En el evangelio vemos a Jesús curar a diez leprosos. Increíblemente, sólo
uno de ellos vuelve para dar las gracias. ¿Cómo es posible? Los otros nueve
están sanados, pero en realidad nada ha cambiado en su corazón. En cambio, el
que agradece ha experimentado una convulsión interior. Por eso, de los diez, es
el único que está salvado. Es a él a quien Jesús le dice: «Levántate, tu fe te
ha salvado». Aunque todos se hayan curado, el único que se levantará y dará un vuelco a su vida será el que supo dejarse tocar
por Dios.
Cuántas veces pedimos favores a Dios, como si él se hiciera de rogar y nos
quisiera negar lo que necesitamos.
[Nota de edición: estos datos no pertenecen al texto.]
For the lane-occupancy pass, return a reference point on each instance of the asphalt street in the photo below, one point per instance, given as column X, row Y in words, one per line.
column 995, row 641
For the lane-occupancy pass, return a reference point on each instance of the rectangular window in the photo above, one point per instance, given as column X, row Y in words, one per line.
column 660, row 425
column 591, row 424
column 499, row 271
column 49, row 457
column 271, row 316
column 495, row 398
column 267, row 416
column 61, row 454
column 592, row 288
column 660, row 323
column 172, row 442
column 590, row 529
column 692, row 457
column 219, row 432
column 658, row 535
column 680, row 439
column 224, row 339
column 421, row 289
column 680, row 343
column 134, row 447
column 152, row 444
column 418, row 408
El salmo 97 nos habla de un Dios generoso y
pródigo, que no deja de derramar amor… ¿Es este el mismo Dios al que
suplicamos, porque parece que no nos escucha o tarda en responder? Quizás no
hemos aprendido a conocer a Dios. Quizás lo que nos falta es abrirnos a su don
y creer, de verdad, que lo que pedimos, si es bueno, nos será concedido en su
momento y lugar. Y si no, nos dará algo mejor para nuestra vida y nuestro
crecimiento. ¡No dudemos! La desconfianza y la duda son puertas cerradas a la
gracia de Dios. ¿No será este el motivo por el que nuestra fe parece tan
muerta? Creemos, pero vivimos como si Dios no existiera, como si no tuviéramos
fe… ¿Cómo podemos resistir esta incoherencia? Es como la de los diez leprosos,
que ante un milagro tan patente ni siquiera se dignan a dar las gracias.
San Pablo ahonda más en la salvación. Su conversión sí fue un milagro.
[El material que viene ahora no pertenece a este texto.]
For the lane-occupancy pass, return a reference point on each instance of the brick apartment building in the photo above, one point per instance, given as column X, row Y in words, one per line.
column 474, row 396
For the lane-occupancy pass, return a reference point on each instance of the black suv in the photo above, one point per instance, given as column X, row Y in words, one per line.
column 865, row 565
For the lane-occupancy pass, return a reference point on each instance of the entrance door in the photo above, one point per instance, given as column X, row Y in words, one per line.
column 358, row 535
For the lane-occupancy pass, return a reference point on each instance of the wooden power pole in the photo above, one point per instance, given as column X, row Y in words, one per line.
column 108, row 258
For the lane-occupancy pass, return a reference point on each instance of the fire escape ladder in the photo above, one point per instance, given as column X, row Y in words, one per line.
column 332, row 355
Pablo ha entendido bien a qué vida nos llama Jesús: una vida eterna, con él.
Una vida resucitada. Con él morimos, con
él viviremos. Con esta certeza Pablo se ve capaz de afrontarlo todo: desde
la enfermedad hasta la cárcel, con alegría y coraje. «Por él sufro hasta llevar
cadenas», dice, pero «la palabra de Dios no está encadenada». ¡Qué fe tan
firme! ¡Qué belleza! A Dios nadie lo aprisiona ni lo encorseta. Dios nos ama
porque quiere, nos ha hecho porque nos quiere y nos da la vida eterna porque
así lo desea. Con esta certeza, ¿qué puede asustarnos o desanimarnos?
Aprendamos a vivir alimentados de esta fe, porque esta, afirma san Pablo, «es
doctrina segura». Dios no falla. Nosotros podemos ser infieles, pero él no
puede serlo porque amar es su misma naturaleza.